Excel for Prekindergarten

Four Poker Chips in a Square Array

Much of the information we use each day is presented to us in a structure of rows and columns – calendars, names and addresses, and all kinds of tabular information. We sit in rows and columns in school classrooms and in auditoriums.  We line up that way to check out at the supermarket.  We work with rows and columns on our phones and computers.  Children are continuously learning many new names for things they experience.   Why not teach children early about “rows” and “columns”?   I believe young children could become engaged in “Excel for prekindergarten.”  Start here.

2 by 2 array

A Dozen Poker Chips in a Rectangular Array

  • Lay out 2 rows with 2 poker chips in each row. What are some everyday ways we might see or think of this 2 by 2 array?
  • Now, let’s add another row of two chips at the bottom. We now have 3 rows with 2 in each row (2 columns) or 6 chips all together 3 × 2 = 6. Note that the basic shape of our array has changed from square to rectangular.
  • Now, let’s add a new column of 3 chips to the right of our array, which squares things up again.
  • Finally, create an array of 12 by either adding a column to the right (or row underneath).

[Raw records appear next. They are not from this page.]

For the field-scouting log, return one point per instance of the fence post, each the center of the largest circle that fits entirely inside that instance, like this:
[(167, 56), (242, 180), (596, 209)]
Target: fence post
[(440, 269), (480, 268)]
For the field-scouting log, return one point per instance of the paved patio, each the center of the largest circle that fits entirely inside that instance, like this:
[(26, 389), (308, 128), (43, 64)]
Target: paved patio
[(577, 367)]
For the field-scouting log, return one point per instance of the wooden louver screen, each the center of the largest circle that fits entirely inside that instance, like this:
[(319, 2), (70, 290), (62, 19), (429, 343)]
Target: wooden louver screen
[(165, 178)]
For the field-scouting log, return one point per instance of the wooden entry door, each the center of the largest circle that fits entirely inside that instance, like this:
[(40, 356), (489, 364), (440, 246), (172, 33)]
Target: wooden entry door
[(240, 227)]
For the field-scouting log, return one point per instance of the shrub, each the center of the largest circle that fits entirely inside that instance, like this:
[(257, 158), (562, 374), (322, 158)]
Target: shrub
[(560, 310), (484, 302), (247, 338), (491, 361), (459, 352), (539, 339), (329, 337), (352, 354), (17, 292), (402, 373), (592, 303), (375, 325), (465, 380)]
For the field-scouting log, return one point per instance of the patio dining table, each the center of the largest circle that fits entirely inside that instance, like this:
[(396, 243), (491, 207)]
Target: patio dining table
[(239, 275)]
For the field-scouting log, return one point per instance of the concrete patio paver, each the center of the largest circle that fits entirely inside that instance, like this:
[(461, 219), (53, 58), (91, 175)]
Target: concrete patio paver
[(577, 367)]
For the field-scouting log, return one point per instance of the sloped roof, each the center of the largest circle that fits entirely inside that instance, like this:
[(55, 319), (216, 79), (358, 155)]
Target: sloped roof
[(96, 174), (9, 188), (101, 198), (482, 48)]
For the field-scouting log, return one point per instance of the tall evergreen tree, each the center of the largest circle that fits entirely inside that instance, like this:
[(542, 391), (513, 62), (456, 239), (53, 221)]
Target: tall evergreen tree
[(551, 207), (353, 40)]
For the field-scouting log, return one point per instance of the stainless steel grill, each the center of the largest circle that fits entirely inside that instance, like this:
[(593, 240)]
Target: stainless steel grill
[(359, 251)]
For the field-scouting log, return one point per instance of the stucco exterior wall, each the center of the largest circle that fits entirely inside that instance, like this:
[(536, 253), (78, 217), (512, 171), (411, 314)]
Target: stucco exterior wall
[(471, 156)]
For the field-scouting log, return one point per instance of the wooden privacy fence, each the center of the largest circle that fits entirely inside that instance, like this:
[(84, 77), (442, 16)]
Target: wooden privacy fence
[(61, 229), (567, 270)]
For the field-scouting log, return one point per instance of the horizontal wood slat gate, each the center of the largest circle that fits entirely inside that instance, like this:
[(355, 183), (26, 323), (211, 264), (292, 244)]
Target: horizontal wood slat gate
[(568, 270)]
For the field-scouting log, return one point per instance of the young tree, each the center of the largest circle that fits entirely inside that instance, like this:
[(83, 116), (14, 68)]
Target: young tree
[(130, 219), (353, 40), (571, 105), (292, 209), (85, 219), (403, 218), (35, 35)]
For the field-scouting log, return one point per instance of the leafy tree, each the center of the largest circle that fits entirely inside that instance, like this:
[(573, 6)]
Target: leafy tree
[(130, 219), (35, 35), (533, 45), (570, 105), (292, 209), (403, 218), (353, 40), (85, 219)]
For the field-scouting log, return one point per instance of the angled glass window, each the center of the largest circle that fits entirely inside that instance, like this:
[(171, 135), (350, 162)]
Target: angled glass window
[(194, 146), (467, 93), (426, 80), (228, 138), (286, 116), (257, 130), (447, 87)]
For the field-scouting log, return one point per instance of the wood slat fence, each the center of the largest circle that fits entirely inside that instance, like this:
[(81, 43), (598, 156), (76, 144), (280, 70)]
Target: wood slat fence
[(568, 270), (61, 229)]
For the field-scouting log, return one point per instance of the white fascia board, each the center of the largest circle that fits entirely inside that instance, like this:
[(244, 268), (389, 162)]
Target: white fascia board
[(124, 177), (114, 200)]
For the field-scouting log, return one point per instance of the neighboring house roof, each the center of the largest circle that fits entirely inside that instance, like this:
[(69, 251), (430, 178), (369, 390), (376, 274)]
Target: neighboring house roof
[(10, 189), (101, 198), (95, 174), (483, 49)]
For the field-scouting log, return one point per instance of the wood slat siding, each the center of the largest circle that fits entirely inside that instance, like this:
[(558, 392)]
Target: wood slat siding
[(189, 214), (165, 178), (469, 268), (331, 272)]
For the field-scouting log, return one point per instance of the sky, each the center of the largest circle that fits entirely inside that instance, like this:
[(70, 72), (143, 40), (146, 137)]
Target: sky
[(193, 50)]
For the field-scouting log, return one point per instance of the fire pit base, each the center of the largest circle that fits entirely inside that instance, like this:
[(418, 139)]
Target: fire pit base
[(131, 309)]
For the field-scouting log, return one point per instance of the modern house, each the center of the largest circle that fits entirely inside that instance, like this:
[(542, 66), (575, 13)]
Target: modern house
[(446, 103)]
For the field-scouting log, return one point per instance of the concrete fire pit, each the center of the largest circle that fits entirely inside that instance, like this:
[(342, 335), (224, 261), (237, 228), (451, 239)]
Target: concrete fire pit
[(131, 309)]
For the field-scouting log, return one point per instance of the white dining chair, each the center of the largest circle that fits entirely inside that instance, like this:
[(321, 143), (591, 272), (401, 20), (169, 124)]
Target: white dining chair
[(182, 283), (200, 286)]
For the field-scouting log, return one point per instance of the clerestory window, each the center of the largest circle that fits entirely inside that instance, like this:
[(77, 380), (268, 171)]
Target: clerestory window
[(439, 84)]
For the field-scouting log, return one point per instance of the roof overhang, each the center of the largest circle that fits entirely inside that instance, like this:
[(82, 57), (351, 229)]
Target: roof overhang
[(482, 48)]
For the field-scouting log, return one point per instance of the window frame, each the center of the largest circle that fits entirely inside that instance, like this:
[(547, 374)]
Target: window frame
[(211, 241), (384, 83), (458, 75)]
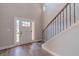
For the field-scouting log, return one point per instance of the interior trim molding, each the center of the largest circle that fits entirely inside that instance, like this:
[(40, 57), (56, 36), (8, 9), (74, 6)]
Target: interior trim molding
[(14, 45), (52, 53)]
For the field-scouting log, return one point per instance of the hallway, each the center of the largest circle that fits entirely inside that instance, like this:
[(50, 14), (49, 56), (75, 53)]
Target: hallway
[(25, 50)]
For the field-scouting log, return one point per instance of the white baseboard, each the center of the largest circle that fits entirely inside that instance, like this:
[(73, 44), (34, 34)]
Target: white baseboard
[(52, 53), (5, 47)]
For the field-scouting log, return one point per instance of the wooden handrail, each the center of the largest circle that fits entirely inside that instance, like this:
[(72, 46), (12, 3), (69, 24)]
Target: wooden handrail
[(56, 16)]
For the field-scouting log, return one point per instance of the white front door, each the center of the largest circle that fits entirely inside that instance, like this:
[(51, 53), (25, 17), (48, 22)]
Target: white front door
[(23, 31)]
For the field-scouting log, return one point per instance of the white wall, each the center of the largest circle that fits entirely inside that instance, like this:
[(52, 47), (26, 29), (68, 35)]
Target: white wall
[(51, 10), (7, 14)]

Thinking of objects in rectangular array structures of rows and columns is a key visual quantitative skill for understanding multiplication and later for memorizing the multiplication tables.    For the 3 by 4 array, The ideas of repeated addition (3 + 3 + 3 + 3) and counting by 3s (3, 6, 9, 12) can both be illustrated and talked about with an array growing from 2 rows and 3 columns to 4 rows and three columns

Repeated addition:  2 + 2 = 4         3 + 3 = 6         3 + 3 + 3 =  9     3+ 3 + 3 + 3 = 12

Multiplication:           2 × 2 = 4         3 × 2 = 6                3 × 3 = 9                  3 × 4 = 12

Again, don’t begin with symbolic language like I’ve shown you here in explaining the ideas of multiplication to young children.   Talk about how many rows or columns; how many in each; and how many that makes all together.